Visto da Gaza i palestinesi hanno oggi altre opzioni se non quella di recarsi ai rischiosi punti di distribuzione di cibo gestiti dagli israeliani attraverso la Ghf?
Nessuna. Gaza è completamente isolata e il valico principale di Rafah (quello con l’Egitto, ndr) rimane pressoché chiuso. I centri di distribuzione umanitaria, pur essendo pericolosi, sono spesso gli unici posti in cui le persone possono accedere al cibo. Eppure, raggiungerli è pericoloso per la vita. Le forze israeliane hanno preso di mira queste zone, direttamente, o tramite cecchini e attacchi con i droni.

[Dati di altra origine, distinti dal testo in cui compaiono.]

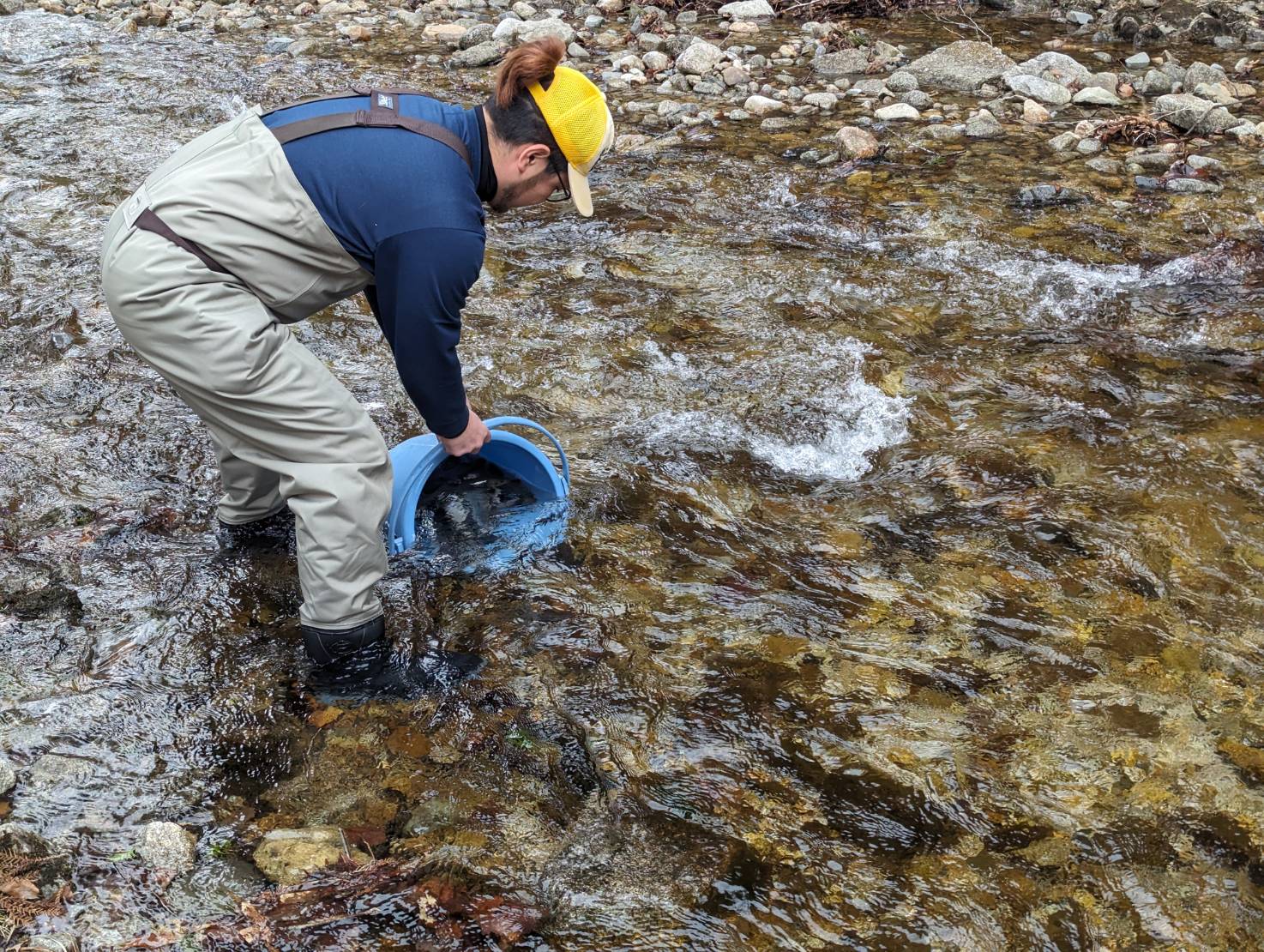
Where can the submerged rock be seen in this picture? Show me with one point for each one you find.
(963, 66)
(1194, 114)
(167, 846)
(1045, 195)
(840, 63)
(896, 112)
(856, 142)
(701, 58)
(747, 9)
(1040, 90)
(984, 125)
(1096, 96)
(286, 856)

Accedere al cibo è diventato un rischio mortale.
Venendo alla quotidianità, cosa fanno I gazawi durante il giorno?
L’economia è quasi completamente crollata. Le professioni tradizionali sono scomparse e le persone hanno inventato nuove forme di “lavoro” solo per sopravvivere. Alcuni ora riparano banconote strappate, altri usano la lacca per capelli, come gas improvvisato per cucinare e rudimentali forni di argilla sono diventati un nuovo “mestiere”. Quello che oggi a Gaza chiamiamo “lavoro” è, semplicemente, una lotta per la sopravvivenza in un sistema di annientamento imposto.
Cosa pensa delle campane e del battito delle pentole che hanno risuonato in diverse città italiane, lo scorso 27 luglio, per sensibilizzare le istituzioni politiche a non dimenticare la popolazione di Gaza?
Ci ha commosso profondamente. In un mondo che sembra indifferente, qualsiasi voce di autentica solidarietà tocca i nostri cuori stanchi. La campagna di suono delle campane è stata un potente gesto umanitario. Speriamo solo che si traduca in pressione politica, per porre fine all’assedio e alla violenza.
Cosa può fare l’opinione pubblica italiana per spezzare l’assedio sulla Striscia?
Molto. L’opinione pubblica può fare pressione sul Governo, affinché smetta di vendere armi a Israele, chiedere che vengano accertate le responsabilità per i crimini di guerra, chiedere un cessate il fuoco incondizionato e immediato e sostenere l’accesso umanitario senza restrizioni. Anche sostenere le organizzazioni indipendenti sul campo fa davvero la differenza. Ogni voce nelle piazze e nelle strade italiane può raggiungere i decisori politici. La voce della coscienza non può mai essere sottovalutata.
Quale sogno hai nel cuore per Gaza e per tutta l’antica terra di Abramo?
Sogno una Gaza dove le madri mandino i loro figli in scuole sicure, non in coda per gli aiuti umanitari. Sogno una patria costruita sulla giustizia, non su tregue temporanee. Sogno che la terra di Abramo torni ai suoi valori fondamentali: dignità, libertà e uguaglianza per tutti, senza disoccupazione o discriminazioni.